El elemento más llamativo del lugar es, sin duda, un granero circular de adobe colado que asemeja una enorme olla —de ahí el nombre del sitio—. Esta estructura, que ha resistido el paso de los siglos, servía como depósito de maíz y calabazas, dos alimentos fundamentales para la subsistencia de la comunidad que habitó esta zona. Su capacidad era tal que permitía almacenar víveres para aproximadamente 170 días, lo que aseguraba la supervivencia de sus habitantes durante los rigurosos inviernos de la sierra chihuahuense.

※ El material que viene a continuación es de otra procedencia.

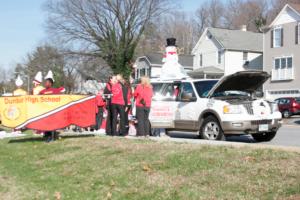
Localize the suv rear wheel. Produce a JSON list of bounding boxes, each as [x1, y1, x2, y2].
[[252, 131, 277, 142], [200, 116, 225, 140]]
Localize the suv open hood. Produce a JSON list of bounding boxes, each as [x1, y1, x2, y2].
[[208, 71, 270, 97]]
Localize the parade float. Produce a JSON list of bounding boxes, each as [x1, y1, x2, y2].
[[0, 72, 96, 131]]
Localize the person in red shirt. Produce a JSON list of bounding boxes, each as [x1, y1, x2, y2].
[[133, 77, 153, 136], [95, 90, 105, 131], [40, 77, 65, 143], [111, 74, 127, 136], [104, 76, 117, 135]]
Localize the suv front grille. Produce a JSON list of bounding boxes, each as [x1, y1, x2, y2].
[[251, 120, 272, 125], [244, 102, 254, 115]]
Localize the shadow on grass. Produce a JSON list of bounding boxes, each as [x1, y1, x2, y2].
[[294, 120, 300, 125], [169, 132, 258, 143], [8, 134, 95, 143]]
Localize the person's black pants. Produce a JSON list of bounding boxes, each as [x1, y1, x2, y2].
[[111, 104, 126, 136], [125, 106, 131, 135], [105, 104, 113, 135], [136, 107, 151, 136], [95, 107, 103, 131]]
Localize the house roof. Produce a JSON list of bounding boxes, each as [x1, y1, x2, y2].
[[288, 3, 300, 14], [204, 28, 263, 52], [138, 53, 193, 68]]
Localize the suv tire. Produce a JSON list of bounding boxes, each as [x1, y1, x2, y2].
[[252, 131, 277, 142], [199, 116, 225, 140]]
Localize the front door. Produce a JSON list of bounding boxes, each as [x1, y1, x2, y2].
[[175, 82, 199, 130]]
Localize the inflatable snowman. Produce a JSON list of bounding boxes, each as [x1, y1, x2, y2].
[[160, 38, 189, 80]]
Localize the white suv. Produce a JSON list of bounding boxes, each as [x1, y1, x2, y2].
[[150, 71, 281, 142]]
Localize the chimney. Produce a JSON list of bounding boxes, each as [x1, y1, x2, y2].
[[240, 25, 247, 32]]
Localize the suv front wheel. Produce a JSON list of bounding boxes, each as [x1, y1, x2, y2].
[[200, 116, 225, 140], [252, 131, 276, 142]]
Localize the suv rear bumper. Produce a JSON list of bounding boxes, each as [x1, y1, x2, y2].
[[221, 119, 281, 135]]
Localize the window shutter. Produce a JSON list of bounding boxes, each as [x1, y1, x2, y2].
[[295, 24, 299, 44], [281, 28, 284, 47], [271, 30, 274, 48]]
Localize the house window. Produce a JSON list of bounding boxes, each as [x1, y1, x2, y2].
[[295, 22, 300, 44], [218, 50, 222, 64], [200, 54, 203, 67], [272, 56, 294, 81], [273, 27, 283, 48]]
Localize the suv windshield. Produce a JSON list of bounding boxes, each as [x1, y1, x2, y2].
[[213, 90, 251, 97], [194, 80, 218, 98]]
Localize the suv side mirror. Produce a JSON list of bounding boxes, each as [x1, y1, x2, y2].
[[254, 91, 264, 98], [179, 92, 197, 102]]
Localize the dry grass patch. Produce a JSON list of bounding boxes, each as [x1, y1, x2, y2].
[[0, 137, 300, 200]]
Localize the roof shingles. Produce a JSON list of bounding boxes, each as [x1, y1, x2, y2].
[[208, 28, 263, 52]]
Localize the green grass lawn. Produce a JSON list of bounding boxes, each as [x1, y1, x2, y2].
[[0, 134, 300, 200]]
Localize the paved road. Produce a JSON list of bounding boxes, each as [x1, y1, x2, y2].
[[166, 118, 300, 147]]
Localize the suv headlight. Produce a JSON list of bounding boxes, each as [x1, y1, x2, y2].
[[271, 103, 279, 113], [223, 105, 242, 114]]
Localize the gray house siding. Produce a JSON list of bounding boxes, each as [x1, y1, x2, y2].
[[264, 22, 300, 99]]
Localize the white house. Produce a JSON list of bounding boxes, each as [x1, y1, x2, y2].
[[191, 26, 263, 78], [264, 4, 300, 99]]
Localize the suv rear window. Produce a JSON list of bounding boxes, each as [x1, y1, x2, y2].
[[194, 80, 218, 98]]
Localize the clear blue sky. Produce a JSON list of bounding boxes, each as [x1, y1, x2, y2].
[[0, 0, 204, 68]]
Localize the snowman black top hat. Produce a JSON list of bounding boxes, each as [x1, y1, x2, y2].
[[167, 38, 177, 47]]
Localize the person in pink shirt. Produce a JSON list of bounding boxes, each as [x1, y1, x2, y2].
[[133, 77, 153, 136]]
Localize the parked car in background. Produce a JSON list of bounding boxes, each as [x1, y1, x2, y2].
[[275, 97, 300, 118]]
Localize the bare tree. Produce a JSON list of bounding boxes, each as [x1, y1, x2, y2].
[[269, 0, 300, 22], [46, 0, 170, 76], [195, 0, 225, 34]]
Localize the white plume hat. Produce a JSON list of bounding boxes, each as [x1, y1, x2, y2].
[[16, 75, 24, 87], [33, 72, 43, 83], [45, 70, 54, 82]]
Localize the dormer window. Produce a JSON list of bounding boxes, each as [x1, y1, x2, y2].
[[271, 27, 283, 48], [295, 22, 300, 44], [199, 53, 203, 67]]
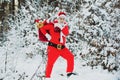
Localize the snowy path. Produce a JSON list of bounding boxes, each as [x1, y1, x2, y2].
[[17, 56, 118, 80]]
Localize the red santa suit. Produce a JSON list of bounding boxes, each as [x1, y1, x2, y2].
[[40, 11, 74, 78]]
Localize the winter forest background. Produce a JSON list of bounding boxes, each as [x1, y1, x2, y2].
[[0, 0, 120, 80]]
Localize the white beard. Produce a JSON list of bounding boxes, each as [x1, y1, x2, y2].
[[54, 23, 65, 43], [54, 23, 64, 30]]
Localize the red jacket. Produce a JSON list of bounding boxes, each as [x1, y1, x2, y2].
[[40, 21, 69, 45]]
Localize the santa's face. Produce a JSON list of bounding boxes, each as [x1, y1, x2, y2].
[[58, 17, 65, 23]]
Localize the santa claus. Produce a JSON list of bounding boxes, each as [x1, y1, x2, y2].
[[36, 12, 74, 78]]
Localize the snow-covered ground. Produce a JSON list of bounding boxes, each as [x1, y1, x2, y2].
[[8, 56, 120, 80], [0, 0, 120, 80]]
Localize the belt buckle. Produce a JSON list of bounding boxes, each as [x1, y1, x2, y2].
[[57, 44, 62, 50]]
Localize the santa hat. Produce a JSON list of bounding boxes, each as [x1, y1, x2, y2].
[[58, 12, 66, 18]]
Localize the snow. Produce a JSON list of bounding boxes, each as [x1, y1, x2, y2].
[[5, 56, 119, 80], [0, 0, 120, 80]]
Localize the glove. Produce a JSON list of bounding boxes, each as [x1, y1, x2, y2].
[[34, 19, 44, 28], [47, 16, 56, 23], [54, 27, 61, 33], [45, 34, 51, 41]]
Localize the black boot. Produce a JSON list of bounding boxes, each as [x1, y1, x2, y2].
[[67, 72, 77, 77]]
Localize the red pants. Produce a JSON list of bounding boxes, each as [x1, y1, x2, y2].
[[46, 46, 74, 78]]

Siete habitaciones y vestigios de culturas milenarias

El asentamiento se encuentra resguardado dentro de un abrigo rocoso y consta de siete habitaciones que ofrecen una ventana al pasado. Quienes recorren el sitio pueden apreciar un vestíbulo o área plana donde transcurría la vida cotidiana, así como las características puertas en forma de T, un sello arquitectónico típico de la región de Paquimé.

Las excavaciones han revelado una interesante mezcla cultural. Los arqueólogos han encontrado vestigios de la cultura Mogollón, junto con cerámicas sencillas y objetos suntuarios —estos últimos más escasos— propios de la cultura Paquimé. Esta evidencia sugiere que en el sitio hubo una interacción o sucesión de distintos grupos humanos a lo largo del tiempo.

Se estima que en la Cueva de la Olla habitó una comunidad de al menos 30 personas, que supieron aprovechar las tierras planas circundantes para la agricultura. El agua del arroyo cercano garantizó el riego de sus cultivos, y complementaban su dieta con productos silvestres como bellotas y palmas, demostrando una notable adaptación al entorno.

Un valle lleno de historia

La Cueva de la Olla forma parte del llamado Valle de las Cuevas, un conjunto de abrigos rocosos y cavidades naturales de gran belleza escénica. Cerca de allí se encuentra la Cueva de las Golondrinas, donde se han hallado evidencias de ocupación humana con una antigüedad superior a los 5,500 años, lo que habla de una larguísima tradición de poblamiento en la zona.

Cómo llegar y cuándo visitarlo

El Valle de las Cuevas se localiza en el municipio de Casas Grandes, aproximadamente a 70 kilómetros de la ciudad del mismo nombre. Para acceder, hay que tomar la carretera con dirección a Mesa del Huracán y luego desviarse por un camino de terracería que conduce al rancho Casa Blanca. Desde ese punto, restan solo un kilómetro de recorrido hasta el sitio arqueológico.

La Cueva de la Olla abre sus puertas de martes a domingo, de 9:00 a 18:00 horas. Es un destino imperdible para los amantes de la historia, la arqueología y la naturaleza, un lugar donde el silencio del desierto y la majestuosidad de sus construcciones invitan a viajar en el tiempo y maravillarse con el ingenio de las culturas prehispánicas del norte de México.